The photo stitching method glues images together and requires low number of matches/keypoints (less than 100). It works well only if the terrain is perfectly flat. If the terrain is not flat, it can lead to artifacts where objects visible in several pictures do not align well. This kind of errors are accumulated over the whole dataset and therefore it is recommended to use photo stitching only for small datasets. Most distances are not preserved, which leads to inaccurate measurements.
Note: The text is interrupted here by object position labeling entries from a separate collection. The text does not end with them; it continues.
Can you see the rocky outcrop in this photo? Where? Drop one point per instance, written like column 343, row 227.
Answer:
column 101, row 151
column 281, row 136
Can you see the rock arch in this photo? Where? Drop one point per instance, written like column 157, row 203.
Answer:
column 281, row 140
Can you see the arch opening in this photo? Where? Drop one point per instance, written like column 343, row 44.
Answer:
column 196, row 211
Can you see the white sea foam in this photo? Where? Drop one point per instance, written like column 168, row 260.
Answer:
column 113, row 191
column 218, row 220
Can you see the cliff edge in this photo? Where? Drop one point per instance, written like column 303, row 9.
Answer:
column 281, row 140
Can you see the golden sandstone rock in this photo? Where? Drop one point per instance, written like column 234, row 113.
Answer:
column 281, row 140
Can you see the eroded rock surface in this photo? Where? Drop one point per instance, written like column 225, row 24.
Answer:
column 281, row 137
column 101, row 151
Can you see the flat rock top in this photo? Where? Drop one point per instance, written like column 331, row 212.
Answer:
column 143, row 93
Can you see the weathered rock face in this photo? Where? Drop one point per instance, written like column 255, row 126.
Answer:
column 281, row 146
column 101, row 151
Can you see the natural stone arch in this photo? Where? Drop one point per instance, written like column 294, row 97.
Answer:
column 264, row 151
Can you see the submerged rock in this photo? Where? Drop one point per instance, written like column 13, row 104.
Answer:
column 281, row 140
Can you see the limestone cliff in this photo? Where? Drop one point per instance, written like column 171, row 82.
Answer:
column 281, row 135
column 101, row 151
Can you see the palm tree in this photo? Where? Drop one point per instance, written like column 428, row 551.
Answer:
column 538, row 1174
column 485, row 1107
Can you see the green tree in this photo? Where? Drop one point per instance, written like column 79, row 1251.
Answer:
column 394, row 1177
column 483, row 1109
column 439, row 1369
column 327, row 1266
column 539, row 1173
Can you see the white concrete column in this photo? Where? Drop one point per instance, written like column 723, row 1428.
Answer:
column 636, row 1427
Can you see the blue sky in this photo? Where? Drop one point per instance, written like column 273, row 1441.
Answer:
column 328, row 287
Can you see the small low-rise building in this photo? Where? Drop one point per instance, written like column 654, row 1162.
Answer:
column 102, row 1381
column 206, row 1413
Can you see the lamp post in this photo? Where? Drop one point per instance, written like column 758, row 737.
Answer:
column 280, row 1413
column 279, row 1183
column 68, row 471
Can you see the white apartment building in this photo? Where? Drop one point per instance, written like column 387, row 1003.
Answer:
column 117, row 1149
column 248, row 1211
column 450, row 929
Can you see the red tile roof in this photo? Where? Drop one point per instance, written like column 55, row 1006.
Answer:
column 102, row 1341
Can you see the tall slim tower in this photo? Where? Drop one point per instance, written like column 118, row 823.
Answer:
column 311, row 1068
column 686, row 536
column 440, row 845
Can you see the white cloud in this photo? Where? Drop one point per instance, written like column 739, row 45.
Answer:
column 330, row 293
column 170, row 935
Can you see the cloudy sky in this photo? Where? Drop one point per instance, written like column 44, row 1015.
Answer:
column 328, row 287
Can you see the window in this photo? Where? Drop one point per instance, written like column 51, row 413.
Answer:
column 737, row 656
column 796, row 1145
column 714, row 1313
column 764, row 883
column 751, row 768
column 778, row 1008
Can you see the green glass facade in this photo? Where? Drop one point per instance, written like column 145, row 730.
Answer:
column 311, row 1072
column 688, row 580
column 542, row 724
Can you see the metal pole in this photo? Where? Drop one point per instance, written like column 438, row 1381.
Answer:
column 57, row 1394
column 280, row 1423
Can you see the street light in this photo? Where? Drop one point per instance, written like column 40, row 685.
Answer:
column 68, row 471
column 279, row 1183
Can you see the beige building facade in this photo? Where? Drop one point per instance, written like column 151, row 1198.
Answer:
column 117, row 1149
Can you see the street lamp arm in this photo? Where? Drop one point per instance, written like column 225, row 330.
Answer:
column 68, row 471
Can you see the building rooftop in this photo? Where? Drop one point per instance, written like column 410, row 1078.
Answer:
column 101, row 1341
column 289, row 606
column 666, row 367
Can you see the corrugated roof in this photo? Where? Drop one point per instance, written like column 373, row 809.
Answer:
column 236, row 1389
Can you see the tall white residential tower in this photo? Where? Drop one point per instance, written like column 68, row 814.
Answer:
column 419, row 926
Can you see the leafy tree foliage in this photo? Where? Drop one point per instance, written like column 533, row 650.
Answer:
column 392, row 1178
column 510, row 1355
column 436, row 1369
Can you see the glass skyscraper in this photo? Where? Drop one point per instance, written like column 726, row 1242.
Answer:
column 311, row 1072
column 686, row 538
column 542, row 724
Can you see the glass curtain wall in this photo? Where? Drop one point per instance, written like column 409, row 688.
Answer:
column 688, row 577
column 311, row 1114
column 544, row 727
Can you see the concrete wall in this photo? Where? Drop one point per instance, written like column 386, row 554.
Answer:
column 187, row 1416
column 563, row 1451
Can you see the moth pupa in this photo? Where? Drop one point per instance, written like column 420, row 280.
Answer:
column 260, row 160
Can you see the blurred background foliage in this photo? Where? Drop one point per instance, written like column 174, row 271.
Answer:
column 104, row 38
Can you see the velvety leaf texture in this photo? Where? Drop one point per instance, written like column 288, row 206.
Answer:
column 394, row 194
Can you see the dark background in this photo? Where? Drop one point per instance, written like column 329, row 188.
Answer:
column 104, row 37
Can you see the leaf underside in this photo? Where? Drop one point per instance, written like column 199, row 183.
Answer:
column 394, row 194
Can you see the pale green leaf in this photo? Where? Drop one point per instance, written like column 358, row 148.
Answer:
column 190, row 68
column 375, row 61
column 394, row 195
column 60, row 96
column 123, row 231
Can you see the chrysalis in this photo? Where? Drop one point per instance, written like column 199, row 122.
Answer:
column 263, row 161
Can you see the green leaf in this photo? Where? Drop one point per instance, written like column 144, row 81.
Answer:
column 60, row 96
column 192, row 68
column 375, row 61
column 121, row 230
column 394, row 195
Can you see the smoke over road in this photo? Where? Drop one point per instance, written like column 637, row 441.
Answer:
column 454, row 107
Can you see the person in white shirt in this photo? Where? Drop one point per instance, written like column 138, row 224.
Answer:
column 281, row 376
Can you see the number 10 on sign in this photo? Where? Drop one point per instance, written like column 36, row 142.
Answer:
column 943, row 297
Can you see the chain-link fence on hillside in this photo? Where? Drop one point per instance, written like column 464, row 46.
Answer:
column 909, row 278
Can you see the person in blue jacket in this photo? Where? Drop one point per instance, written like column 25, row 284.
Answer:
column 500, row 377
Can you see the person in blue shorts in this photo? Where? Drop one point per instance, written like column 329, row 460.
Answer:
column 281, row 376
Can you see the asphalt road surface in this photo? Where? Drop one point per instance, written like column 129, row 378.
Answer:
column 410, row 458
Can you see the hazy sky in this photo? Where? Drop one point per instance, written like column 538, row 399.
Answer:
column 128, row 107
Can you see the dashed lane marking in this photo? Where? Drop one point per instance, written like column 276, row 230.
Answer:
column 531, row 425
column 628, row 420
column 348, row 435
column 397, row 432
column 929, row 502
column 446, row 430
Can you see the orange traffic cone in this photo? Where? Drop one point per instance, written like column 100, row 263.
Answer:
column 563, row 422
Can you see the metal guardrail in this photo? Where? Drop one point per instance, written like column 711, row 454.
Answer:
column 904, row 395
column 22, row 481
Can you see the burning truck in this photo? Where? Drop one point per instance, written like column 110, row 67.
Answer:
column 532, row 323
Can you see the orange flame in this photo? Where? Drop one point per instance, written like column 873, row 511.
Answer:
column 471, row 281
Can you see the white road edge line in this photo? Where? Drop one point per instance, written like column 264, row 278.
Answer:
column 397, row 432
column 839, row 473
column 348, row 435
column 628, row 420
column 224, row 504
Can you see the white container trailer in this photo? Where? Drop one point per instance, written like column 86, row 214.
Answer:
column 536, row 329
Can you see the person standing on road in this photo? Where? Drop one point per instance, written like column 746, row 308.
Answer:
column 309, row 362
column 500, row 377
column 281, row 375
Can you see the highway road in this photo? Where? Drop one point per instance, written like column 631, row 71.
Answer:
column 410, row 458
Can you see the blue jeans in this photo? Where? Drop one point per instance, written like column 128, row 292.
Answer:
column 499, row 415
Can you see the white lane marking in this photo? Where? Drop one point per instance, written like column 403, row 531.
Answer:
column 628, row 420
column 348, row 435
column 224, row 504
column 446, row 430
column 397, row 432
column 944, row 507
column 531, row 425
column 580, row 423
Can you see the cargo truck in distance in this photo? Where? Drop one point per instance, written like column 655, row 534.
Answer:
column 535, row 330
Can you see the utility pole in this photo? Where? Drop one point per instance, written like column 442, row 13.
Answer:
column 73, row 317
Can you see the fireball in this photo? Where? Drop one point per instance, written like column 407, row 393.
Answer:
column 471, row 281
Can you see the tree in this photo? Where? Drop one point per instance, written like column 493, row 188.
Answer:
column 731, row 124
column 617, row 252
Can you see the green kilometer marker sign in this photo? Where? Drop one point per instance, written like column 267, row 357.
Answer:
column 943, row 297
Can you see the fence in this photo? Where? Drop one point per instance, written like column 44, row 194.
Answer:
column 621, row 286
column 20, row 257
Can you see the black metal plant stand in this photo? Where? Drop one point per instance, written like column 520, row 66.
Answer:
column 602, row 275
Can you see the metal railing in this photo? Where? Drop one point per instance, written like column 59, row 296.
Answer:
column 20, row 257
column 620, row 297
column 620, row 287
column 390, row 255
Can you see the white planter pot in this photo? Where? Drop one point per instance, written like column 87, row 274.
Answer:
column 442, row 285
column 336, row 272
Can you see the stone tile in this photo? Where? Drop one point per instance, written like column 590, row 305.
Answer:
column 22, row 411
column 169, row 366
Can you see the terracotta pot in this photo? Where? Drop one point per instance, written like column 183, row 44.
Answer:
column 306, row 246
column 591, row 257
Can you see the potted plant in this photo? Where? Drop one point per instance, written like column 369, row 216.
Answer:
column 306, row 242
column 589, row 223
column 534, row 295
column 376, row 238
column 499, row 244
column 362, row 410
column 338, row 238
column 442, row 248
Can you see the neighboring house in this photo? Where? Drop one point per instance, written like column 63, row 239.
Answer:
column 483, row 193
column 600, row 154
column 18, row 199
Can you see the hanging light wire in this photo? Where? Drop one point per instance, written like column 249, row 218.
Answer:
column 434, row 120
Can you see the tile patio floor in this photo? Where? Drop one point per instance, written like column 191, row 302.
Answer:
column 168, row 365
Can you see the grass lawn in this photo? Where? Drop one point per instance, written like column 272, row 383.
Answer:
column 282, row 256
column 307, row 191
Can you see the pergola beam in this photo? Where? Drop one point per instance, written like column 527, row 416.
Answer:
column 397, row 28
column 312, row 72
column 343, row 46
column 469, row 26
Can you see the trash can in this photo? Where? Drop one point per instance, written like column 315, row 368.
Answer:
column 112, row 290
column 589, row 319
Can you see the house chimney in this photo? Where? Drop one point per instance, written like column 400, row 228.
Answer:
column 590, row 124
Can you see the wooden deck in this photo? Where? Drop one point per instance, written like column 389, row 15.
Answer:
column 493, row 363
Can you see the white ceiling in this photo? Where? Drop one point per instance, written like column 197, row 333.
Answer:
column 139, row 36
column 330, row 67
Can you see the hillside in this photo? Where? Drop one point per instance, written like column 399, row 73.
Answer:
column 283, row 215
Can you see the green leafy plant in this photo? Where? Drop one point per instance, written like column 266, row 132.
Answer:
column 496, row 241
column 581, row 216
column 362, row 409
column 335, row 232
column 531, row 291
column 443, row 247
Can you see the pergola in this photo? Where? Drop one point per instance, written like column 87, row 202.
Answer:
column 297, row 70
The orthomosaic generation is based on orthorectification. This method removes the perspective distortions from the images using the 3D model. A high number of matches/keypoints (more than 1000) is required to generate the 3D model. This method handles all types of terrain, as well as large datasets. Distances are preserved and therefore the orthomosaic can be used for measurements.
The following steps are performed to generate the orthomosaic:
- Input: Images with perspective (for example: facades are visible, roofs do not have the correct size as the scale is not preserved).
1. Calibrate images and compute 3D and 2.5D model.
2. Project images on 2.5D model to generate the orthomosaic.
- Output: Orthomosaic (similar to satellite imagery, facades are not visible, roofs have the correct size).
The orthomosaic corrects the:
- Perspective of the camera.
- Different scale based on the distance that each point of the object / ground has from the camera.